Trawling Tor Hidden Service – Mapping the DHT

Update 2013-08-15: I have been really enthused by reactions I received to this blog post. It has been referenced from Forbes, Gawker and the Daily Mail and a number of people have been in contact about tracking the DHT for themselves. I would recommend the IEEE S&P paper, “Trawling for Tor Hidden Services: Detection, Measurement, Deanonymization” which presents the same issues allowing the DHT to be trawled. They also present some very serious attacks allowing an adversary to locate hidden services with practical resources. It is well worth checking out if you have an interest in Tor.

Tor hidden services have got more media attention lately as a result of some notorious sites like the Silk Road marketplace, an online black market. On a basic level, Tor hidden services allow you to make TCP services available while keeping your server’s physical location hidden via the Tor anonymity network.

TL;DR

  • Tor hidden service directories (HSDir’s) receive a subset of hidden service look-ups from users, allowing them to map relative popularity/usage of hidden service.
  • An adversary with minimal resources can carry out complete DoS attacks of Tor hidden services by running malicious Tor hidden service directories and positioning them in a particular part of the router list.
  • Many look-ups for Tor hidden services go to the incorrect hidden service directories which negatively affects the initial time to access the site.
  • Hidden services such as are popular, sites such as the Silk Road marketplace receive more than 60,000 unique user sessions a day.

Introduction

For users to access a hidden service they must first retrieve a hidden service descriptor. This is a short signed message created by the hidden service approximately every hour contain a list of introduction nodes and some other identifying data such as the descriptor id (desc id). The desc ID is based on a hash of some hidden service information and it changes every 24 hours. This calculation is outlined later in the post. The hidden service then publishes its updated descriptor to a set of 6 responsible hidden service directories (HSDir’s) every hour. These responsible HSDir’s are regular node on the Tor network which have up-time longer than 24 hours and which have received the HSDir flag from the directory authorities. The set of responsible HSDir’s is based on their position of the current descriptor id in a list of all current HSDir’s ordered by their node fingerprint. This is an implementation of a simple DHT (Distributed Hash Table).

A client who would like to retrieve the full HS descriptor will calculate the time based descriptor id and will request it from the responsible HSDir’s directly.

Descriptor is published to a set of HSDir's

Descriptor is published to a set of HSDir’s

Once the client has a copy of the hidden service descriptor they can attempt to connect to one the introduction point and create a complete 7 hop circuit to the hidden service.

This is a very brief explanation which the Tor Project has outlined much more clearly on their hidden service protocol page but it should provide enough information to understand the following information.

The Problems

  • Any one can set up a Tor node (HSDir) and begin logging all hidden service descriptors published to their node. They will also receive all client requests allowing them to observe the number of look-ups for particular hidden services.
  • The list of responsible HSDir’s for a hidden service is based on the calculated descriptor ID and an ordered list of HSDir fingerprints. As the descriptor ID’s are predictable, and the node fingerprint is controlled by an adversary. The can position themselves to be the responsible directories for a targeted hidden service and subsequently perform a DoS attack by not returning the hidden service descriptor to clients. There is nothing the hidden service can do about this attack.
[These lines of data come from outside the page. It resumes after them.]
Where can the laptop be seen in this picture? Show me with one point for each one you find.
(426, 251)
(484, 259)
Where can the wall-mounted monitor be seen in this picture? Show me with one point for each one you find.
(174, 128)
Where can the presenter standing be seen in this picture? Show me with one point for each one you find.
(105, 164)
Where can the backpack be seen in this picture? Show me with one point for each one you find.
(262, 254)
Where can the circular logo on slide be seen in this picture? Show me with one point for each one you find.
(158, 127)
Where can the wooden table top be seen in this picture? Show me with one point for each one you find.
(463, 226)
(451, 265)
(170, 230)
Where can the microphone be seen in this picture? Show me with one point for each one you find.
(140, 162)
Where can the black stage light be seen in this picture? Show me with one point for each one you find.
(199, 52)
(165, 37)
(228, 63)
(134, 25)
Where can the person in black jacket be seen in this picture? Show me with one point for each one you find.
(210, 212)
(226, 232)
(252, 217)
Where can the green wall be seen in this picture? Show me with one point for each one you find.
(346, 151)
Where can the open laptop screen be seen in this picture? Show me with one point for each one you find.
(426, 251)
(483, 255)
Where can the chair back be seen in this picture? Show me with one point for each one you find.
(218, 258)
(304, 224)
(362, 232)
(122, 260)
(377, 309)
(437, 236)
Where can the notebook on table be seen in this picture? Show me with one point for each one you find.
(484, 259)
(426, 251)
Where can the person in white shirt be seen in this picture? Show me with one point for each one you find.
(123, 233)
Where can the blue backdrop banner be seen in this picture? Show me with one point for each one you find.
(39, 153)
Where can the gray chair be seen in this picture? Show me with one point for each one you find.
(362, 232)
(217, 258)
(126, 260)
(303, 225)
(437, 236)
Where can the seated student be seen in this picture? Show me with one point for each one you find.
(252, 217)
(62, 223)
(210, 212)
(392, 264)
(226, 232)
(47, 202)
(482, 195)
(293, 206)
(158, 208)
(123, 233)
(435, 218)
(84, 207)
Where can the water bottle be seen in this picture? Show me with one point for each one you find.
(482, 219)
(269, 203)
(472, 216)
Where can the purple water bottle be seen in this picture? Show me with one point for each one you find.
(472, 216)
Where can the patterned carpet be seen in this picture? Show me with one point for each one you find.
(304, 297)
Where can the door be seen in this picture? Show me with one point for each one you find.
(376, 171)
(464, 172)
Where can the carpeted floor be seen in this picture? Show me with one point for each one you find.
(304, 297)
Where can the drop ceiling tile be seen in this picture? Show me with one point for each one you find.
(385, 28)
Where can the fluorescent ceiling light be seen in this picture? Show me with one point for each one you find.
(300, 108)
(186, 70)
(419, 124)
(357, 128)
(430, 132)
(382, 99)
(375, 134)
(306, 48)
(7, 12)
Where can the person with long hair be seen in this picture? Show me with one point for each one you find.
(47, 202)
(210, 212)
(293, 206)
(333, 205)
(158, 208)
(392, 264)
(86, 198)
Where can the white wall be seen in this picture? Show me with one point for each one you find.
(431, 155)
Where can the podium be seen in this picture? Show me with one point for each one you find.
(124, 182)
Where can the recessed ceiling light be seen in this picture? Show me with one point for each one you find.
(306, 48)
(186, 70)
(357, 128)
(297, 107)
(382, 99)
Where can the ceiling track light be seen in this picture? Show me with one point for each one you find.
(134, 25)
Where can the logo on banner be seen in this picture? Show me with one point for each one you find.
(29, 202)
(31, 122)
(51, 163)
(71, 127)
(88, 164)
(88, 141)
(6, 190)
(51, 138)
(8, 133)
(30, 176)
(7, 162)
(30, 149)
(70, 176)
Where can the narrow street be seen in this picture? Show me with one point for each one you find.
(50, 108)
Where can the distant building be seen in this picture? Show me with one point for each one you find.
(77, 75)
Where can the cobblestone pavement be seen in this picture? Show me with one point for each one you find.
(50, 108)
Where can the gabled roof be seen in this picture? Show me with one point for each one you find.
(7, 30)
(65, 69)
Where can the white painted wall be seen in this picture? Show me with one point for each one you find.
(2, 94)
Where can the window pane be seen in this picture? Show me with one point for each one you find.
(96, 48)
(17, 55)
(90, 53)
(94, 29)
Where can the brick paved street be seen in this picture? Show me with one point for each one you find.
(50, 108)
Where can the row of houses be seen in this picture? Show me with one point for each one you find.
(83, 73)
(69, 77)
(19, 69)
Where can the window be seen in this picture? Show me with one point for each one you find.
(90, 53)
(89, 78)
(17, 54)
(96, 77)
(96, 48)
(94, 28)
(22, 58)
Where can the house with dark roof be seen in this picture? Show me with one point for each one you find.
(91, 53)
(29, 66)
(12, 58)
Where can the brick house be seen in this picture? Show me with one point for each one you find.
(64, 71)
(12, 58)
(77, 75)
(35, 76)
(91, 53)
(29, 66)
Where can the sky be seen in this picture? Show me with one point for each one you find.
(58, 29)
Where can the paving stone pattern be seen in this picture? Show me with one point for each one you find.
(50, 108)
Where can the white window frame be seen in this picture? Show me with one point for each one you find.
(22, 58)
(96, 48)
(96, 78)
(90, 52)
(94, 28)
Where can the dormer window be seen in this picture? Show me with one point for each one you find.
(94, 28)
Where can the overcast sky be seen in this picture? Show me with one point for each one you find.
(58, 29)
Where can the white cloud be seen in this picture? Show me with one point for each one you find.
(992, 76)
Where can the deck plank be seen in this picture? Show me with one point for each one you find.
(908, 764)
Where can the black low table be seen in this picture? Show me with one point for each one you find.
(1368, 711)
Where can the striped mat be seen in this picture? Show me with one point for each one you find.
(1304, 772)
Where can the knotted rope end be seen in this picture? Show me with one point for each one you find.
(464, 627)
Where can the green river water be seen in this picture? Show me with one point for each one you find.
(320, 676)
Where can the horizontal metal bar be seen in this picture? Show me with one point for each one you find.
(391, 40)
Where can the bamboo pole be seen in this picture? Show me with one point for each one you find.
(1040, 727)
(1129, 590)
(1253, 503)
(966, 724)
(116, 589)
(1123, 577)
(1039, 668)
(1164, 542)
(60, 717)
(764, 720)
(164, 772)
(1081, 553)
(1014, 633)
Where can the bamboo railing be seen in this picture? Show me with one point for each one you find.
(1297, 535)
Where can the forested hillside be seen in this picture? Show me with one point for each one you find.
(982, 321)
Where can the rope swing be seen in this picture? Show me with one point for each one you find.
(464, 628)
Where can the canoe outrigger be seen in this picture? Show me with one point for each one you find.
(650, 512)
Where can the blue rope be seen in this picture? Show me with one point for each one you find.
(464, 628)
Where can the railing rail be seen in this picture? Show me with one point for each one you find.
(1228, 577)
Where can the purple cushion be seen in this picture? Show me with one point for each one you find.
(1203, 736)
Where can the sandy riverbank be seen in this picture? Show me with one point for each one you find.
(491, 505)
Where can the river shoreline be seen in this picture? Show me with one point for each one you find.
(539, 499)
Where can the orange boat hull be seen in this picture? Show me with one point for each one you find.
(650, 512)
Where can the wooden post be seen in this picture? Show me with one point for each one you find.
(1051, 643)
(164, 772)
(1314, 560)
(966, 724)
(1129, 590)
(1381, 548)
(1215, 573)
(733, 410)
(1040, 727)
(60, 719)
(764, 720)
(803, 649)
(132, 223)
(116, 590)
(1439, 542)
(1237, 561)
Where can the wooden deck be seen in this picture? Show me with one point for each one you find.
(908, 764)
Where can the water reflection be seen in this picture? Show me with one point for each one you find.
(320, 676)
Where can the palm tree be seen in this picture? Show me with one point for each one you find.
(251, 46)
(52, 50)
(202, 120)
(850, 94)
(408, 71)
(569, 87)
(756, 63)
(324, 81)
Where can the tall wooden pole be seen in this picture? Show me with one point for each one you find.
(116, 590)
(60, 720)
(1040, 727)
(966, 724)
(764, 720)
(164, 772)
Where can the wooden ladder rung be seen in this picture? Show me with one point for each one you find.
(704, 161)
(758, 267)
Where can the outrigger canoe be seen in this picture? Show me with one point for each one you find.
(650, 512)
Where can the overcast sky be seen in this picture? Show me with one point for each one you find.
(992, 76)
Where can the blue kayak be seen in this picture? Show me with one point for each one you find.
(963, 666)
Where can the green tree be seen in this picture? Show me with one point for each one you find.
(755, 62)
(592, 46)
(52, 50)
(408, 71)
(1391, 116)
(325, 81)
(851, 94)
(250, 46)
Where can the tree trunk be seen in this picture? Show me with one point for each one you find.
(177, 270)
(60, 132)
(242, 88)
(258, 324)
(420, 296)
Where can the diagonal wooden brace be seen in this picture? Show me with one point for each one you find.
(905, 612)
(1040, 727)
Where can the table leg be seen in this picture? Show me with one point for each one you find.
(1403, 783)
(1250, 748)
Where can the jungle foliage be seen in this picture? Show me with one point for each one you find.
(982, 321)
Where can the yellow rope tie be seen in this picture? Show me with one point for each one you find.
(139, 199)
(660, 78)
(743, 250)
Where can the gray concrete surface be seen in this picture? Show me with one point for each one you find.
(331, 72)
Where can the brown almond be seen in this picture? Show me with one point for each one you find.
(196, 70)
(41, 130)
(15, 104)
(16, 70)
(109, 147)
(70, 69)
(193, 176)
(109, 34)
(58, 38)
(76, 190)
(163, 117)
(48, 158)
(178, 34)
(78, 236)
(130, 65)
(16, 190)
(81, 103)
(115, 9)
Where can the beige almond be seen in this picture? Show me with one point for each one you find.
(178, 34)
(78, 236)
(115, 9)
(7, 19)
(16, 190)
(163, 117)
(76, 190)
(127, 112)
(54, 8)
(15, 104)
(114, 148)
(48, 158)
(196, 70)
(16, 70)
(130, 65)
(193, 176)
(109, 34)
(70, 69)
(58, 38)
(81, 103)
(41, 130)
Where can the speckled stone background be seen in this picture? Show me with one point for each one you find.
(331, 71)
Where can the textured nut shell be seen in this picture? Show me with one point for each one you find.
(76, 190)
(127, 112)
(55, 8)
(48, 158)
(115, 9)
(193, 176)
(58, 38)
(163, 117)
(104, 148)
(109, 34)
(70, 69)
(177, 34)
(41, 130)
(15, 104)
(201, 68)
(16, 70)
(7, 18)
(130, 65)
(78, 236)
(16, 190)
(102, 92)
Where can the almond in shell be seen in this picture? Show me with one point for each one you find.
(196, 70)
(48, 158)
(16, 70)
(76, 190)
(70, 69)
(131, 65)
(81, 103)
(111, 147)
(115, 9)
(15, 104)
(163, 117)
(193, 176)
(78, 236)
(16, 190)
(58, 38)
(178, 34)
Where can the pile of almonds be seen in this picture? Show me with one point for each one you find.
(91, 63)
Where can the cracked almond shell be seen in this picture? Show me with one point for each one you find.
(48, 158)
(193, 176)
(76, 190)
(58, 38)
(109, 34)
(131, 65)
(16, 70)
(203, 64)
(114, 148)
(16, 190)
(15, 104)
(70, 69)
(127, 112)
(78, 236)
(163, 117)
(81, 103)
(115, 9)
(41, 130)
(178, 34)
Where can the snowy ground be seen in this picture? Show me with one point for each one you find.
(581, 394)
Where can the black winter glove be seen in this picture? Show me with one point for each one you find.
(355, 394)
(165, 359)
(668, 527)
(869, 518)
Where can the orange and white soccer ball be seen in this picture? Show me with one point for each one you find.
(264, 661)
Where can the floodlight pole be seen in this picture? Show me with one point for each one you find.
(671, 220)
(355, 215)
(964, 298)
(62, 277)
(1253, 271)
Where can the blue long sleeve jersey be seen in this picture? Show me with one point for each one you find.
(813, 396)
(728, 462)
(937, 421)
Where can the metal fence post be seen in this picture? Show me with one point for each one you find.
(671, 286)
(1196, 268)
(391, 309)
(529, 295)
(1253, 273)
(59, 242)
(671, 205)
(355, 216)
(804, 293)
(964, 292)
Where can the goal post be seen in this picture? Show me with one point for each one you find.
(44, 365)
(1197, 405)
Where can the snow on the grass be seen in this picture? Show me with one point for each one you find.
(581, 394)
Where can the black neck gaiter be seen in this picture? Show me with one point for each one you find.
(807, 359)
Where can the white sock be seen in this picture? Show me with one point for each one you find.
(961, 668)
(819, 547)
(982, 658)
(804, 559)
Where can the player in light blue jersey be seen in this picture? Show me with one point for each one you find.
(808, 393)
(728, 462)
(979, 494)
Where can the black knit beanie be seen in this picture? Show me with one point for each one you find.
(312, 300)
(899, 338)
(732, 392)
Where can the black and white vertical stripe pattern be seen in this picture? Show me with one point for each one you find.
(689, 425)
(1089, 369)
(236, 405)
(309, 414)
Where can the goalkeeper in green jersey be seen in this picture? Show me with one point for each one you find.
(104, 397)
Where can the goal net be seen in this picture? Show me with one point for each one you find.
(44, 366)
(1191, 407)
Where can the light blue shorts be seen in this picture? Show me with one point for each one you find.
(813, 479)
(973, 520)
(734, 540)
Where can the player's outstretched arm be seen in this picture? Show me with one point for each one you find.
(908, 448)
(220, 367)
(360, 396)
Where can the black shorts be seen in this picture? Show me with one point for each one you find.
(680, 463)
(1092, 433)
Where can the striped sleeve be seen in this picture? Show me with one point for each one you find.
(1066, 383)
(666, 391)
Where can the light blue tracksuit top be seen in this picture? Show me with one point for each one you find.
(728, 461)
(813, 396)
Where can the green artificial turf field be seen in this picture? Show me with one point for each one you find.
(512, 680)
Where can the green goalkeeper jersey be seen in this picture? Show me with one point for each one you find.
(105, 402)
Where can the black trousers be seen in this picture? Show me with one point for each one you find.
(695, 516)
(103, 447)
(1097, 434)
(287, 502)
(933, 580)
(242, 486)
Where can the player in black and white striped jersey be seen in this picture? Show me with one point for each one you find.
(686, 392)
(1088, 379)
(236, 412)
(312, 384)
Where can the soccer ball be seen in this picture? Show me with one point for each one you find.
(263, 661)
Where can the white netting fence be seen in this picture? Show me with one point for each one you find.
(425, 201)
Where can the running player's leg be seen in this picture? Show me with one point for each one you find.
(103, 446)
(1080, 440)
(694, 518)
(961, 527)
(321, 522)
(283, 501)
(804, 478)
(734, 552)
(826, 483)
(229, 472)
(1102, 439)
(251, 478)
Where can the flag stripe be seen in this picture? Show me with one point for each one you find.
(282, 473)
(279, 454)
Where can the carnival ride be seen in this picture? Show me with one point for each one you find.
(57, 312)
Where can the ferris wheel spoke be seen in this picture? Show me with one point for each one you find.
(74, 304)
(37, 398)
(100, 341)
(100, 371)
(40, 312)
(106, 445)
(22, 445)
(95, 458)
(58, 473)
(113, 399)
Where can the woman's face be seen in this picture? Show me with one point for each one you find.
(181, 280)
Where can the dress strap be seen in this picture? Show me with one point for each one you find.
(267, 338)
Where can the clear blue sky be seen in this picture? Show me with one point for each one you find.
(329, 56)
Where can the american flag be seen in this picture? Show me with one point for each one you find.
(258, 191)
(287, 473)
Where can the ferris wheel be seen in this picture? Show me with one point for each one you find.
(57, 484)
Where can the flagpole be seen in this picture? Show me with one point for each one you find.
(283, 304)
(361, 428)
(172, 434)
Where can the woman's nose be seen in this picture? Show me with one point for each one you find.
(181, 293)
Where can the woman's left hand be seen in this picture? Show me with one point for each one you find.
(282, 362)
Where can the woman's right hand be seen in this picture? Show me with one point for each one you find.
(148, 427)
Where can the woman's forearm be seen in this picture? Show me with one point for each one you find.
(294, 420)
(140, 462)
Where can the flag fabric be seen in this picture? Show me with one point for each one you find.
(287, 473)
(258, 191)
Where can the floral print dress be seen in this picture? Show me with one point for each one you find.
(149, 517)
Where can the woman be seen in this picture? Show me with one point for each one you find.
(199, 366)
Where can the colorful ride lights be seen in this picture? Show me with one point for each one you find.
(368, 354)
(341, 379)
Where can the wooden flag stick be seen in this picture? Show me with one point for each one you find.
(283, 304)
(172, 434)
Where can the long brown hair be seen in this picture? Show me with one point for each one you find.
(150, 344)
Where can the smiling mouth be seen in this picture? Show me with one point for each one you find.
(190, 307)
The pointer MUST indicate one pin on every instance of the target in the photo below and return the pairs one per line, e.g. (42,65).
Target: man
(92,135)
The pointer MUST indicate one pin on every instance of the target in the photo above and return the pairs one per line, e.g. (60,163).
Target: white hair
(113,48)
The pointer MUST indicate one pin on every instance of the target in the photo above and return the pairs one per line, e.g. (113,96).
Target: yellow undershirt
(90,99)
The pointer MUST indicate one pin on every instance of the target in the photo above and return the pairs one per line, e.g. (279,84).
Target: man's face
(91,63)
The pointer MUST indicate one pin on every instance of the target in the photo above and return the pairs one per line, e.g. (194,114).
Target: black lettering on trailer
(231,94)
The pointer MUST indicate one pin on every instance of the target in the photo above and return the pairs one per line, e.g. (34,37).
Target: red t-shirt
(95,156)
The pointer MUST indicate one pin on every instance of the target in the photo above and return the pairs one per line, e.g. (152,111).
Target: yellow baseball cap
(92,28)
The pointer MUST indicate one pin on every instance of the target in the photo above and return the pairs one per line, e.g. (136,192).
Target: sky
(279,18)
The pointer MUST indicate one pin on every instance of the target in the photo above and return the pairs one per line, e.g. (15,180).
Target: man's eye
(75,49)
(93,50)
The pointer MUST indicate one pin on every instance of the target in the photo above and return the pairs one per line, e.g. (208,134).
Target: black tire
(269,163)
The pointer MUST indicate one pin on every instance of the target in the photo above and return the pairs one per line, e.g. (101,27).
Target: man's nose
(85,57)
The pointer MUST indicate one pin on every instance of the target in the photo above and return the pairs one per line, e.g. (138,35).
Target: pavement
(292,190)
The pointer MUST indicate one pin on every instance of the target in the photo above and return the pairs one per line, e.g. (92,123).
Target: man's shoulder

They must rely on the Tor Project authority directories to remove the malicious HSDir’s from the consensus.

Information Gathering from the DHT

Hidden services must publish their descriptors to allow clients to reach them. These descriptor id’s are deterministic but over time any HSDir should have an equal chance of receiving the descriptor for any particular hidden service as part of the DHT. As the descriptor is replicated across 6 HSDir’s, any single responsible HSDir should receive up to 1/6 of all client look-ups for that hidden service providing a good means of estimating hidden service popularity.

This data can be made more accurate by running more Tor HSDir’s which have identity digest‘s in the responsible range, to the point where all the responsible HSDir’s are controlled by the observer.

There are currently about 1400 nodes with the ‘HSDir’ flag running. For the past 2 months I have run 4 Tor nodes and logged all hidden service requests that they have received. Each hidden service publishes to 6 HSDir’s every day, and will publish to 360 or approximately 25% of HSDir’s in a 2 month period. As I am running 4 nodes I statistically should have received a copy of every hidden service that was online for those 60 days. While the distribution will not be perfect, my data should contain a representative set of hidden service activity. Here are some stats from those 4 nodes:

  • Received 1.3 million requests for 3815 unique hidden services my nodes were responsible for.
  • Got 16.03 million requests for descriptors my nodes were not currently responsible for.
  • Received published descriptors for 40,500 unique hidden services
  • Received requests from clients for 25,600 unique descriptor id’s.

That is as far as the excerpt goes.